A typical estimate for the mutations per genome per generation in bacteria is 10⁻³ (23), well below the transition point in our model when speed is limiting, suggesting that bacteria are typically in the bistable region. Care must be taken in interpreting this number because the effective population dynamics of bacteria might not follow exactly the selection–mutation model assumed here. The critical point value in our model is unlikely to be universal and is affected by the degree to which speed of synthesis is limiting and by the effective fitness cost of adaptor production. The first is likely to be high at high growth rates; the latter is likely to be high if resources are limiting. Both of these would promote multistability under a wide variety of ecological conditions. Finally, selection on speed of synthesis might be determined not only in relation to the overall growth rate but by molecular rate constants, such as the polymerase dissociation or slippage error rates. Increased speed of synthesis reduces the number of defective products, investment of time and energy in repairing interrupted replication forks, or collision rates between replication and transcription machineries. Again, we expect such benefits to be important for a variety of microbial life styles.
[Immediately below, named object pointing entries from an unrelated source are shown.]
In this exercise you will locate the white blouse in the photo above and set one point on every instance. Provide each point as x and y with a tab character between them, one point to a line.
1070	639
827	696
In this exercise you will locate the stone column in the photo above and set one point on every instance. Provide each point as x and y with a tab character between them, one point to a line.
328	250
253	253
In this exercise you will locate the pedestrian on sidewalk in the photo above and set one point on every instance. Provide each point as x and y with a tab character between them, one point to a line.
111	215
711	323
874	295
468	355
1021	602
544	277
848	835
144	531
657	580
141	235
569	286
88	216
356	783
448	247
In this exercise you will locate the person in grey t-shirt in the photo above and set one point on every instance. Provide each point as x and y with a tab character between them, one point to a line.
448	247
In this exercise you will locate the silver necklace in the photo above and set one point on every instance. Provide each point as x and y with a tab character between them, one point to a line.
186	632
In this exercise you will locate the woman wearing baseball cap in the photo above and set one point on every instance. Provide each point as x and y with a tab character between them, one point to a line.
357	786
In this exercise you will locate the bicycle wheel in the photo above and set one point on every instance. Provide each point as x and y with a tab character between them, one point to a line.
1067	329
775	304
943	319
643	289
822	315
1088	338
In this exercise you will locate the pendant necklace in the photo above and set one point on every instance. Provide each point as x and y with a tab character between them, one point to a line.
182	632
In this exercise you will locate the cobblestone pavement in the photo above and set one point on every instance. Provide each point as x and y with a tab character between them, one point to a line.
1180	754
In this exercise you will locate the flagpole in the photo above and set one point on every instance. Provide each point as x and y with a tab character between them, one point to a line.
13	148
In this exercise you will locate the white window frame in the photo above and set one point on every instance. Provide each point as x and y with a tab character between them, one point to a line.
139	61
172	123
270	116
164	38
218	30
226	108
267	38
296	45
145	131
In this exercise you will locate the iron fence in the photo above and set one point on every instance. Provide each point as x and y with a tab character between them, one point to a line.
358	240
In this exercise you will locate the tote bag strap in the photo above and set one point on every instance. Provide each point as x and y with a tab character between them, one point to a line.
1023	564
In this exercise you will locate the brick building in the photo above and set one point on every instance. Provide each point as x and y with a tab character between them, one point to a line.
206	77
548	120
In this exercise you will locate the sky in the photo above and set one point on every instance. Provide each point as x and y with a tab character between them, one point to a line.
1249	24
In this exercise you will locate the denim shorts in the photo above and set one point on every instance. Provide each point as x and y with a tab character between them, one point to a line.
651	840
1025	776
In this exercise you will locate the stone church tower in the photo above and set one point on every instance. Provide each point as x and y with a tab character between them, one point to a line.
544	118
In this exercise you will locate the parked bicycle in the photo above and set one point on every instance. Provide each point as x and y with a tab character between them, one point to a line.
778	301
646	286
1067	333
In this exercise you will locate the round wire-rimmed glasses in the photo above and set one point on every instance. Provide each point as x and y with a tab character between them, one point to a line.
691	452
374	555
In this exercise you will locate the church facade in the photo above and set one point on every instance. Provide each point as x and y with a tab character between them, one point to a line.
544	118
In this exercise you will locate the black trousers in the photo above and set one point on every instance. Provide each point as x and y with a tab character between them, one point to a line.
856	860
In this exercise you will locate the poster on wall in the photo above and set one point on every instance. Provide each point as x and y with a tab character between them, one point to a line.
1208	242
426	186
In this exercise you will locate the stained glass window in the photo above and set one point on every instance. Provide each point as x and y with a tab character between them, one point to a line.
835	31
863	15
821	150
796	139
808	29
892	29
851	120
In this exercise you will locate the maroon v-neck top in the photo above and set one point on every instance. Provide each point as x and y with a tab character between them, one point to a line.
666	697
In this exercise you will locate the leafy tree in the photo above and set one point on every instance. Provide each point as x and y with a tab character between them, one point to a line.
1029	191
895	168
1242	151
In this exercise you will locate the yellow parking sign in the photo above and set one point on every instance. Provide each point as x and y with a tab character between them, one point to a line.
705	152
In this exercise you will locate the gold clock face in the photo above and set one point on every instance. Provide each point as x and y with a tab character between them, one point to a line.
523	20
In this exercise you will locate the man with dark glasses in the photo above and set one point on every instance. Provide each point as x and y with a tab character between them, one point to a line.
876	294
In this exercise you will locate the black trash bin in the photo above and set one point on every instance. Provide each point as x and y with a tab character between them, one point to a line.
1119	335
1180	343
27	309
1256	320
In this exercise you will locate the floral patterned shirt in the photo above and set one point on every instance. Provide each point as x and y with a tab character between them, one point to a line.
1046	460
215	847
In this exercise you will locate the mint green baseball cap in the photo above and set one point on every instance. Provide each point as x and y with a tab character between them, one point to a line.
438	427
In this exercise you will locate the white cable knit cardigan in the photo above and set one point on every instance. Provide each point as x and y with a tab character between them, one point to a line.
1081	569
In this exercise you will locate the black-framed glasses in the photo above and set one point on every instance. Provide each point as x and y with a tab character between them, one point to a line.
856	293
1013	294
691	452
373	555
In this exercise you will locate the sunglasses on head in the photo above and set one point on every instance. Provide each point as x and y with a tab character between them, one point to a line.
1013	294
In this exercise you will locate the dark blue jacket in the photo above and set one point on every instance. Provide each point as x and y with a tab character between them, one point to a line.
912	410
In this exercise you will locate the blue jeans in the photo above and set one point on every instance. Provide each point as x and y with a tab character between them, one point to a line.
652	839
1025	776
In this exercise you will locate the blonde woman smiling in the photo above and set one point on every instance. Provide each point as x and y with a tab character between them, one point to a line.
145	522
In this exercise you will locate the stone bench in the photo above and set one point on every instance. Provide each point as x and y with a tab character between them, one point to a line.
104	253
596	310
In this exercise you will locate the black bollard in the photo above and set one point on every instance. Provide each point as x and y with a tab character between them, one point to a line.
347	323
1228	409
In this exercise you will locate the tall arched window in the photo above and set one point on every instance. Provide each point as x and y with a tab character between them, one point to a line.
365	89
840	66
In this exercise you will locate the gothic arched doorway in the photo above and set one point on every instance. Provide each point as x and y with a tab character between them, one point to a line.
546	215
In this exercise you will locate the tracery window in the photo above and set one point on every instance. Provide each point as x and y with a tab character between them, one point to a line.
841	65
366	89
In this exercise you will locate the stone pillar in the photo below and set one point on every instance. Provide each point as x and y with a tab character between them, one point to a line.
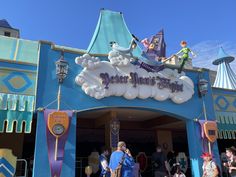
112	129
195	147
164	138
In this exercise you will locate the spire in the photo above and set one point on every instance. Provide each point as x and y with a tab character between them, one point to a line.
5	24
110	27
225	77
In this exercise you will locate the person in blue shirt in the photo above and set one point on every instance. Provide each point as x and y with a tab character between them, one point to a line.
128	161
103	162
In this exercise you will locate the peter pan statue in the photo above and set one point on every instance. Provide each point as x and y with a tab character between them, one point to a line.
185	54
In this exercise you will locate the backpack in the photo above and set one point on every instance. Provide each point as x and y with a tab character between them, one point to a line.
218	169
117	171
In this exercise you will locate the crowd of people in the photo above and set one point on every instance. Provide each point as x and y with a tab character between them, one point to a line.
121	163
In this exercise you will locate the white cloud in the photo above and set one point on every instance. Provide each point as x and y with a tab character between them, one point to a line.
207	52
118	79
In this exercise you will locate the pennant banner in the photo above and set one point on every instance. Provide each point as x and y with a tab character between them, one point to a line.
57	128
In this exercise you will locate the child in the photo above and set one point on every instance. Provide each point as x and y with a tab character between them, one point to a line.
209	166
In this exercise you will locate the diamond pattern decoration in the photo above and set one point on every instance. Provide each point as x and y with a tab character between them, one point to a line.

The model demonstrates that a universal selection pressure toward increase of efficiency of information processing can generate diversity of genome biases even if the individual molecular components, such as polymerases and tRNAs, are conserved. The genome bias diversity emerges at the systems level because of subtle changes in regulation. The different genome biases correspond to the different stable states of the coevolutionary dynamics. In addition to this mechanism, the individual molecular components can coadapt to the state of the coevolutionary dynamics. They can evolve asymmetries that reflect the asymmetries of the coevolutionary state. Such coadaptation is likely to reinforce the existing stable state and mask the multistability that generated it by moving the onset of multistability to lower mutation rates. It is therefore of great interest to see whether there are genomes that are multistable with their present-day molecular components and mutation rates.

Multistability of GC Content and Skews of Actual Genomes.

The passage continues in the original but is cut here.